Forbes has a fun little story on the state of consumer BCIs that hits on the major consumer players, but also throws real BCIs researchers John Wolpaw and Andy Schwartz into the fray. Each echos the officially sanctioned position of their respective scalp electrode versus implanted microwire/fancier probe electrode camp.
I prefer to call this the Head-Computer Interface versus Brain-Computer Interface debate. I try to be even keeled on the subject. EEG is obviously a worthwhile endeavor because there's none of that messy surgery involved, and thus appeals to a very large audience (at least in the near term). Hey, if you get a signal that can be controlled by the user reliably and with an acceptable level of precision, you have something useful. BUT, EEG is a degraded, garbled, sloppy signal prone to nearly limitless interference sources. Anything that can bork an implanted BCI can bork an EEG-based system, but EEG throws the doors open to the world because you are essentially wearing an antenna (or several).
One major problem with EEG is the fallacy that somehow destroyed information can be recovered by some form of fancy filtering. This is simply not so. Think of the electrode as a point of convergence for all electromagnetic signals of a measurable intensity. Even after narrowing frequency bands and implementing funky probabilistic decoders, any squiggle can be the convergence of several squiggles of indeterminable sources. In other words, at a specific time, a signal of amplitude +5 can be two signals of +4 and +1, -2 and +7, or 5 signals of +1-4-2+3+7. And don't even start with harmonics.
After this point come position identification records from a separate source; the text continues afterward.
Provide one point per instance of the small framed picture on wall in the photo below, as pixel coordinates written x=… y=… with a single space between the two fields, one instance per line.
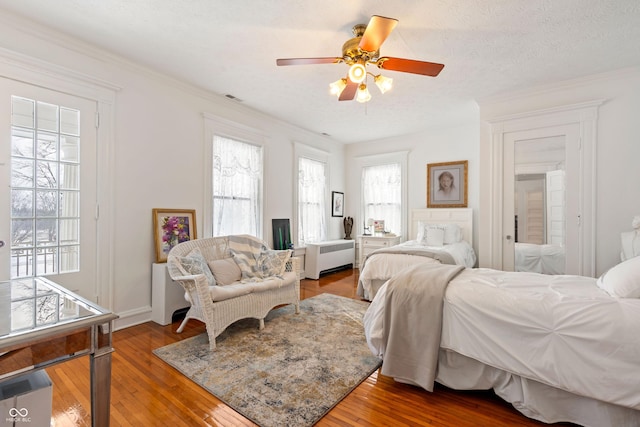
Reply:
x=447 y=185
x=337 y=203
x=170 y=227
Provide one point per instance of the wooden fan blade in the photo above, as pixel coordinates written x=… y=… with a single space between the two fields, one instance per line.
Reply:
x=410 y=66
x=306 y=61
x=349 y=92
x=378 y=29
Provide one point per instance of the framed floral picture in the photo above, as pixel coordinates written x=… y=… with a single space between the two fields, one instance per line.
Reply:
x=170 y=227
x=447 y=185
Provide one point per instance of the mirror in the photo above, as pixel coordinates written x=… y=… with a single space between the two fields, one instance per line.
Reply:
x=539 y=210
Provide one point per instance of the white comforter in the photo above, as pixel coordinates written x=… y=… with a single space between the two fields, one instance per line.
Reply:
x=381 y=266
x=545 y=259
x=559 y=330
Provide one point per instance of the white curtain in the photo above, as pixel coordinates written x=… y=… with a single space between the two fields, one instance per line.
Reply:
x=237 y=187
x=382 y=195
x=311 y=201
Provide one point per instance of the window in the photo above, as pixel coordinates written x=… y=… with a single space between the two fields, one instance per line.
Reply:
x=237 y=187
x=312 y=210
x=45 y=188
x=382 y=195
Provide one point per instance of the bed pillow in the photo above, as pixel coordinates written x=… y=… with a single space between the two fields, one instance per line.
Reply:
x=452 y=234
x=434 y=236
x=623 y=280
x=194 y=263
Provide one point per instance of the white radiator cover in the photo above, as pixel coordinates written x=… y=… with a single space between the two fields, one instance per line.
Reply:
x=324 y=256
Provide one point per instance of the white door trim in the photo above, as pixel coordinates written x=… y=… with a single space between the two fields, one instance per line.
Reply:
x=586 y=115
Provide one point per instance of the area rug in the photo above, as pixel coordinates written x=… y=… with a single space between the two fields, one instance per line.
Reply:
x=289 y=374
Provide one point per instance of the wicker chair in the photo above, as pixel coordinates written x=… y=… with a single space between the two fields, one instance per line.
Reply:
x=218 y=315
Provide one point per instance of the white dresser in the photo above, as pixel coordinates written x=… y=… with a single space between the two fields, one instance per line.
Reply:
x=368 y=244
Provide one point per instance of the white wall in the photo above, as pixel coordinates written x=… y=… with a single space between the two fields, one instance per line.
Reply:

The second problem is population size. I know we like to think that motor cortex responds to only movement. It makes life easier. What life? Life in La-La-Land. MI responds to visual stimuli, movement preparation, auditory stimuli, imagined movements, movement related words (heard, internally rehearsed or spoken), reward, attention, cutaneous and proprioceptive feedback, and a bunch of other factors I'm not even mentioning. Until the impact of these influences is understood and quantified, there will not be any BCI that translates the neural activity for "move my arm to point x,y,z". EEG will never have the fidelity to isolate the differences feedback has at the single neuron level, so the nature of the recorded signal will never allow the 'direct' mapping of neural activity to output. That is, the activity that once gave rise to movement can never be harnessed with an acceptable degree of control to recreate the movement. Yes, I am using the word never. Never. There, I said it again.
Like I said, this isn't an attack on EEG, just reality. Different uses for different technologies. I can drive a car on a road. That doesn't mean I can drive a road, or that a road has no use.